Pocket edition out of stock?

Cowboy

Mongoose
Is the pocket edition sold out already?

I ordered a copy in december from Infinity Games and it's listed as "Out of Stock: This item is on order, but we do not have a fixed date for restock.".

Are reprints coming soon?
 
I went up to Fan Boy 3 in Manchester, hoping that they'd have one in stock. Turns out they'd never seen a single copy of it.
 
alex_greene said:
I went up to Fan Boy 3 in Manchester, hoping that they'd have one in stock. Turns out they'd never seen a single copy of it.

They had copies delivered to them on the 16th - might be worth another trip!
 
DigitalMage said:
Matt - will you be bringing some Traveller Pocket books to Conception?

We should have our full range at Conception (people keep ordering Dragon Warrior's Sleeping Gods in an effort to keep it out of stock, but we'll even try to have that in!).
 
msprange said:
We should have our full range at Conception
Great news! I hope to buy Traveller, Traveller Pocket Book, Traveller Babylon 5.

I assume RuneQuest Deluxe Pocket Book won't be available by then will it?
 
DigitalMage said:
Great news! I hope to buy Traveller, Traveller Pocket Book, Traveller Babylon 5.

I assume RuneQuest Deluxe Pocket Book won't be available by then will it?

Actually, it will be :)

However, the Universe of B5 won't - still polishing off a few things.
 
msprange said:
DigitalMage said:
I assume RuneQuest Deluxe Pocket Book won't be available by then will it?

Actually, it will be :)

However, the Universe of B5 won't - still polishing off a few things.
Brilliant! I will be sure to pick up a copy :) Most of my convention spends seem to go to Mongoose - at Conception last year I bought Slaine, at Continuum I bought RQ MOnsters, Magic, Cults 1 & 2 of Glorantha.

Maybe some day I will get to play a game of RuneQuest :)
 
I received my copy yesterday, courtesy of Fan Boy 3, Manchester. The other two main FLGS in Manchester, Forbidden Planet and Travelling Man, were similarly well stocked with MGT sourcebooks - though they didn't have the Pocket Book.
 
My order shipped yesterday so Matt won't have to throttle anybody after all.

Although, of course, he might want to do it anyway just to stay in shape.
 
Cowboy said:
Please throttle the distributors for me and tell them to order more.

Since a couple of the big distributors have trouble believing that *anything* more than six months old is still in print, a good throttling might be just what they need.
 
GypsyComet said:
Cowboy said:
Please throttle the distributors for me and tell them to order more.
Since a couple of the big distributors have trouble believing that *anything* more than six months old is still in print, a good throttling might be just what they need.
Well, in their defense, that tends to be true for a lot game related items from smaller companies.
 
Maybe, but when the distributors get into the practice of equating "we don't have any" with "out of production" without bothering to check with the manufacturer, they are failing as a distributor.
 
GypsyComet said:
Maybe, but when the distributors get into the practice of equating "we don't have any" with "out of production" without bothering to check with the manufacturer, they are failing as a distributor.
Oh, agreed.
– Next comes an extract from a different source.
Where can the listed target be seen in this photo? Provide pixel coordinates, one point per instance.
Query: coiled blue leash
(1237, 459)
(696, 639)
I'm honestly of the opinion that the standard distribution method needs to change to accomodate our hobby.
 
kristof65 said:
I'm honestly of the opinion that the standard distribution method needs to change to accomodate our hobby.
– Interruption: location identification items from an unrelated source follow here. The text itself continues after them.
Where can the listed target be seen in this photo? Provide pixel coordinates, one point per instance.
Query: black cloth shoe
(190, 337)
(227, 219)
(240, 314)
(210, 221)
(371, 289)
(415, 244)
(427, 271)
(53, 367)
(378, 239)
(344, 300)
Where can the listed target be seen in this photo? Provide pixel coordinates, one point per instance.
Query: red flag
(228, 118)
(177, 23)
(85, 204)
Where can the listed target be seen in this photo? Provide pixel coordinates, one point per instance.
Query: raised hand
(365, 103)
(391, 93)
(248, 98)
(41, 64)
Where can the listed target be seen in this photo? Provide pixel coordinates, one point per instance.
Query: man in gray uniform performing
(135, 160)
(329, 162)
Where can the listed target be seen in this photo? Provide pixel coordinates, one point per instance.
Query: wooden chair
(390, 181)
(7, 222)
Or change *back*. Prior to the advent of Magic the Gathering, they seemed to have a grasp on this industry, as most of them had arisen from it. The mad scramble that was 93-95 caused so many to merge or go out of business that the connection to the gaming industry was lost. The biggest games distributor in the US is run by a comic distributor. In the comics distribution biz, more than six months old is waste paper. When that attitude was mapped onto the game industry, companies that had been struggling already (due to the MtG craze taking *all* of the distribution cashflow, and many gaming magazines disappearing) were being accused of having gone out of business, or dropped games that had been successful. Only the advent of the Web prevented a massive die-off, as these companies no longer had to depend on the distribution network for news and advertising flow.

A lot of companies DID die off, but we would have lost many more had there not been that alternative.
 
yeah, my games company suffered from that whole debacle, as we released our first products that same year Magic hit. Two good games (and admittedly, several more sucky ones) in development never got a chance thanks to that.